Élan de mobilisation sur les conditions de stage en éducation

Élan de mobilisation sur les conditions de stage en éducation


Igor Sadikov
redaction@journalclarte.ca
Clarté #50 – Mars 2023


À l’UQAM, l’automne dernier a été marqué par une grève de cinq semaines des étudiant·es en éducation. Cette grève, qui s’est soldée par la conclusion d’une entente comprenant 30 engagements formels de l’administration concernant les conditions de stage en éducation, a été l’occasion de constater le niveau actuel de la mobilisation étudiante à l’UQAM et s’inscrit dans la continuation de la lutte pour la reconnaissance et la rémunération du travail des stagiaires.

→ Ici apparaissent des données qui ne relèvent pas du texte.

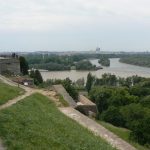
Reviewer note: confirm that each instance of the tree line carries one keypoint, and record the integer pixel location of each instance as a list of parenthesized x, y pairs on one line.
[(123, 102)]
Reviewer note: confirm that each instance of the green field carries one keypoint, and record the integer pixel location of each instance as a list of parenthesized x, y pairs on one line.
[(123, 134), (36, 123), (8, 92)]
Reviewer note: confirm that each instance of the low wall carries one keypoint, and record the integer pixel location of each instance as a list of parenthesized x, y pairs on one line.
[(62, 91)]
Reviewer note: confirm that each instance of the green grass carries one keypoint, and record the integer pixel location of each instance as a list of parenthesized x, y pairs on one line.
[(8, 92), (36, 124), (63, 102), (123, 134)]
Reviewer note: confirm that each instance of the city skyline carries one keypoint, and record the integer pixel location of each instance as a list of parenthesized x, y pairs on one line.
[(74, 25)]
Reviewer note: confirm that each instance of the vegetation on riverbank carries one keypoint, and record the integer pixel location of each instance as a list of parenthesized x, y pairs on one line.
[(8, 92), (66, 62), (104, 61), (36, 123), (124, 103), (123, 134), (139, 60)]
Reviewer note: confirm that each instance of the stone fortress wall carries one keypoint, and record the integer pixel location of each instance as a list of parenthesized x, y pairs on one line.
[(9, 64)]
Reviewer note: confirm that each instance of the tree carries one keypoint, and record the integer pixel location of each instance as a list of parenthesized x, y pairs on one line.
[(23, 65), (67, 83), (100, 96), (113, 116), (89, 81), (37, 77)]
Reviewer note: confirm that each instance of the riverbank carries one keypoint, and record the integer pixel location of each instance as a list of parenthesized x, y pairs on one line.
[(116, 67)]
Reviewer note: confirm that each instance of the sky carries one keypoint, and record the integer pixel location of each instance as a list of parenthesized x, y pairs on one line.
[(74, 25)]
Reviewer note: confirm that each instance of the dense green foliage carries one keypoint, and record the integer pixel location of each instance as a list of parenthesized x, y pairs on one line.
[(36, 123), (23, 65), (89, 82), (139, 60), (67, 83), (85, 65), (104, 61), (8, 92), (124, 102), (36, 75), (122, 133), (66, 62)]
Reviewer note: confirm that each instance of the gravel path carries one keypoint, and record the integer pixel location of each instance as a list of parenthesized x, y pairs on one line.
[(97, 129)]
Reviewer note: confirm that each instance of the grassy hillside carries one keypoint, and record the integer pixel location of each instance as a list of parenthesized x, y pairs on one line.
[(36, 123), (8, 92), (122, 133)]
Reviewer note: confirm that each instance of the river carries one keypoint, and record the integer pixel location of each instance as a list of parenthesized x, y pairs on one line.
[(117, 68)]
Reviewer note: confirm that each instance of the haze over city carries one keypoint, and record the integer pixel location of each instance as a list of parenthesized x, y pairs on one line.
[(74, 25)]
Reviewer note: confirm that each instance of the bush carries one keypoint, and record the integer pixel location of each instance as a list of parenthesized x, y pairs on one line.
[(113, 116)]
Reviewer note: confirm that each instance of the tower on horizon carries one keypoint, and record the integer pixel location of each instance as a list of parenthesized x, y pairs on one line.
[(98, 50)]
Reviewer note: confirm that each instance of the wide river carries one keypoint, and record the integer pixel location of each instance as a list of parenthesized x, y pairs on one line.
[(117, 68)]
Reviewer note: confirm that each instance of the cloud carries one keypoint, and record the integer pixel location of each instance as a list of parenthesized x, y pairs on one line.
[(55, 14)]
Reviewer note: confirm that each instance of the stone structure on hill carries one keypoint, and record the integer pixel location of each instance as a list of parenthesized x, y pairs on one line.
[(9, 64), (62, 91), (86, 106)]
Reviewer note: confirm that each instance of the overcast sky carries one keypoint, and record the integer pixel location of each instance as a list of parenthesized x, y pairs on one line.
[(63, 25)]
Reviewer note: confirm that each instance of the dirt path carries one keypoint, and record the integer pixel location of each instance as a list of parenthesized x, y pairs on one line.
[(97, 129), (15, 100)]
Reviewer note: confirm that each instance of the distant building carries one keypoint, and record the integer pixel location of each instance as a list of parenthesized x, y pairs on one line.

Après avoir fait grève pendant une semaine en mars 2022 pour la rémunération des stages, les membres de l’ADEESE, l’association facultaire en éducation, constatent que la mobilisation n’est pas suffisante pour un mouvement large de grève étudiante sur cet enjeu et décident d’orienter leur lutte vers des revendications propres aux conditions de stage à l’UQAM. En octobre 2022, plus de 5 000 étudiant·es partent en grève illimitée, réclamant un plafond aux heures de travail en milieu de stage, une plus grande flexibilité dans les journées d’absence, des mesures d’accommodement pour les parents étudiants et des mesures de protection contre le harcèlement en milieu de stage – des revendications touchant particulièrement les femmes, majoritaires en éducation. Par le passé, des étudiantes victimes de harcèlement ont dû quitter leur milieu de stage et retarder significativement leur cheminement. Il s’agit notamment d’exiger le respect de la loi 2 sur la protection des stagiaires, adoptée en février 2022, qui permet aux stagiaires de s’absenter dix jours par année et exige que l’établissement d’enseignement prenne tous les moyens raisonnables pour protéger les stagiaires du harcèlement.

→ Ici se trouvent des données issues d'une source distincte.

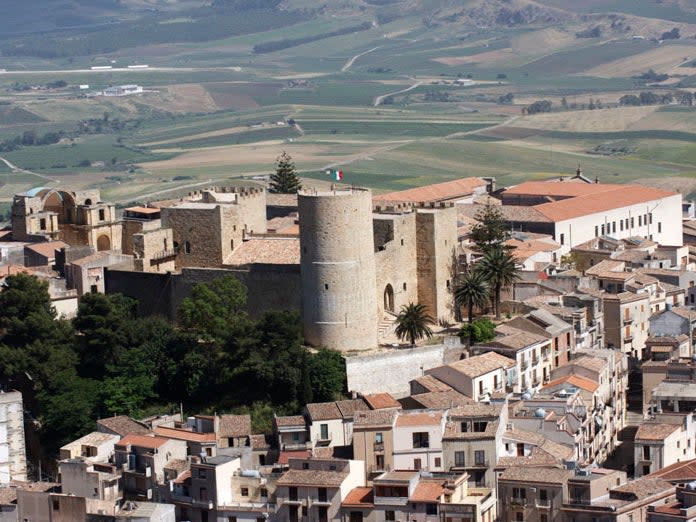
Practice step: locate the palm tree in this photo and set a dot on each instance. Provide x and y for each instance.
(473, 291)
(412, 323)
(498, 267)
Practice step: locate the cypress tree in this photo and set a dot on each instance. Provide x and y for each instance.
(285, 180)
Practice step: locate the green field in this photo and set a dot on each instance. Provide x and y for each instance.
(206, 120)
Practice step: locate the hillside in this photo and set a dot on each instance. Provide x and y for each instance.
(395, 92)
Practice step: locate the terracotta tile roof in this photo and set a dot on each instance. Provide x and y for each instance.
(142, 210)
(372, 418)
(442, 400)
(432, 384)
(644, 487)
(46, 249)
(655, 431)
(559, 189)
(188, 436)
(549, 475)
(620, 196)
(122, 425)
(178, 465)
(528, 248)
(596, 364)
(259, 441)
(574, 380)
(323, 411)
(142, 441)
(476, 409)
(234, 425)
(271, 251)
(290, 421)
(677, 472)
(522, 214)
(8, 270)
(285, 456)
(457, 188)
(427, 491)
(183, 477)
(377, 401)
(419, 418)
(516, 340)
(349, 407)
(482, 364)
(312, 477)
(359, 497)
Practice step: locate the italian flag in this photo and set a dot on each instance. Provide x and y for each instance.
(337, 174)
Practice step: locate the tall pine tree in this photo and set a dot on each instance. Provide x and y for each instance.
(285, 180)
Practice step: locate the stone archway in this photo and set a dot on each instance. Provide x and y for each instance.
(103, 243)
(389, 298)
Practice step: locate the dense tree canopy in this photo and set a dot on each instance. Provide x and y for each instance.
(108, 361)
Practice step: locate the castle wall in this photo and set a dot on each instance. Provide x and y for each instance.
(270, 287)
(196, 232)
(391, 371)
(436, 230)
(338, 269)
(395, 260)
(154, 251)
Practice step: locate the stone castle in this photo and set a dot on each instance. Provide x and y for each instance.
(346, 262)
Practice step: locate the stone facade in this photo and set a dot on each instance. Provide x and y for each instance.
(208, 225)
(78, 218)
(338, 269)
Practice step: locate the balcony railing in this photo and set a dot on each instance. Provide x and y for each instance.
(162, 255)
(542, 503)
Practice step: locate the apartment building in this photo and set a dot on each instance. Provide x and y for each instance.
(527, 493)
(478, 376)
(406, 495)
(598, 494)
(472, 439)
(373, 440)
(313, 489)
(418, 440)
(666, 439)
(142, 459)
(331, 423)
(531, 353)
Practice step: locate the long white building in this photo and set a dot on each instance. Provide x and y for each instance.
(13, 460)
(574, 212)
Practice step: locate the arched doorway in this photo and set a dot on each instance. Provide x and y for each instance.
(389, 298)
(103, 243)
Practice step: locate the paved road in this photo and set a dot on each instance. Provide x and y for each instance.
(350, 62)
(15, 168)
(379, 99)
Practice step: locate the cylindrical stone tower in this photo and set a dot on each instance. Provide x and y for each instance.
(337, 259)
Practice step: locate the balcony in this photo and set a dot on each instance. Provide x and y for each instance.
(542, 503)
(162, 255)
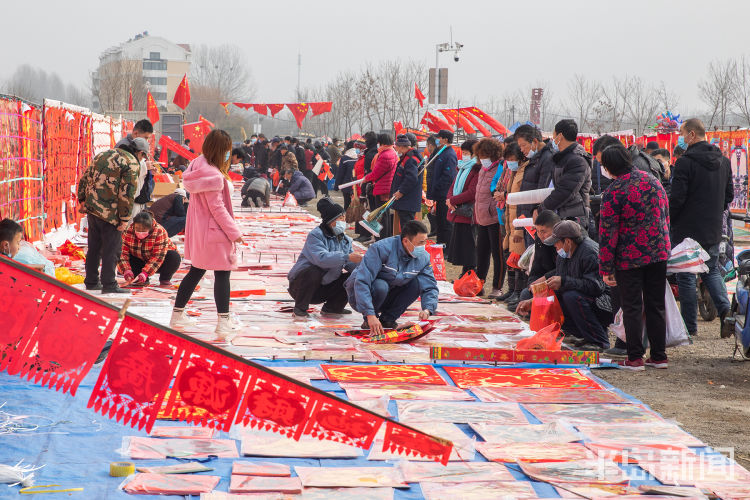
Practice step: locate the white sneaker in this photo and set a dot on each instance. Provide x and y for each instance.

L’administration de l’UQAM espérait visiblement que la grève s’essouffle sans qu’elle n’ait à négocier sérieusement avec les grévistes. Les instances de l’UQAM se renvoient la balle et la faculté n’accorde qu’une rencontre de deux heures par semaine au comité de négociation étudiant, ce qui explique la longue durée de la grève aux yeux de l’ADEESE. Après cinq semaines de grève, les étudiant·es obtiennent la création d’un poste à l’UQAM dédié à la réponse aux situations de harcèlement en stage, l’adaptation des modalités des stages aux dix jours d’absence prévus à la loi 2, ainsi qu’un nombre d’engagements concernant la formation, la sensibilisation et la création de comités de suivi. Il s’agit d’un gain respectable, mais le maintien de la mobilisation est essentiel pour s’assurer que les engagements soient respectés.

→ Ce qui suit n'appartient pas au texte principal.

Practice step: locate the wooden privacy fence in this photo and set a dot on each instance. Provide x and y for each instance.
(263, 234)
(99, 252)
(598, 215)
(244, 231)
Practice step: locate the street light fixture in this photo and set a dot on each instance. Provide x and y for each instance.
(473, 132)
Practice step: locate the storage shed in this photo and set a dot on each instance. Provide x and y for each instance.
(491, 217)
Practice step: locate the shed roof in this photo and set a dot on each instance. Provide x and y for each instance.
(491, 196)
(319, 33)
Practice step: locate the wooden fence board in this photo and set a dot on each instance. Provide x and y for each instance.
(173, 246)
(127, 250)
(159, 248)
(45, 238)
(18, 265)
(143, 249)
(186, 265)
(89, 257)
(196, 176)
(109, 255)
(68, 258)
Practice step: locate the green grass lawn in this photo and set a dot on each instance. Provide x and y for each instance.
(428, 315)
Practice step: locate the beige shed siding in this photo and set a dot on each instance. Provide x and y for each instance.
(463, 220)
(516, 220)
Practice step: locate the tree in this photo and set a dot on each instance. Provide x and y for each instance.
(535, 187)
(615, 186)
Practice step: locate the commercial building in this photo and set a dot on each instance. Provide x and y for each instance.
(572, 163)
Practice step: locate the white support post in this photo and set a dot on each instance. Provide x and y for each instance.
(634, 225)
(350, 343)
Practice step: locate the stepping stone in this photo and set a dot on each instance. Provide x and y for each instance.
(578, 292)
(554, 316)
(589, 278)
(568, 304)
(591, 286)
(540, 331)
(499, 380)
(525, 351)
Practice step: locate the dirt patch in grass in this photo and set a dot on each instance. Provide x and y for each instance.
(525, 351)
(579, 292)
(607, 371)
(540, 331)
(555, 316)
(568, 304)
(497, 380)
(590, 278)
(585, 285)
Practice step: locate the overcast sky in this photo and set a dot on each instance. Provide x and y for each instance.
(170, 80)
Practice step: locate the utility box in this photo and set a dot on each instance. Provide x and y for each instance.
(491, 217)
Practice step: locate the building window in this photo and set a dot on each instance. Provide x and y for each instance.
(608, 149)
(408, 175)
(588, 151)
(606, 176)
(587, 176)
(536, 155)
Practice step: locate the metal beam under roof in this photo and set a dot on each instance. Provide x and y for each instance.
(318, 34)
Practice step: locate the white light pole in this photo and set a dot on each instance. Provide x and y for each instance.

À la fin de la grève, le Conseil d’administration de l’UQAM, sur recommandation de la Commission des études, adopte des modalités de reprise des cours en vertu desquelles plusieurs étudiant·es en stage recevraient une mention d’abandon. Cette mesure de représailles, visant à décourager le recours à la grève étudiante, déclenche une mobilisation immédiate de la presque totalité des facultés uqamiennes en défense du droit de grève. Des centaines d’étudiant·es se présentent aux assemblées générales pour voter des mandats de grève générale en solidarité avec les étudiant·es en éducation. Devant cette pression, l’administration recule et aucune mention d’abandon n’aura finalement été imposée. Il s’agit d’une importante démonstration de force de la part des associations étudiantes.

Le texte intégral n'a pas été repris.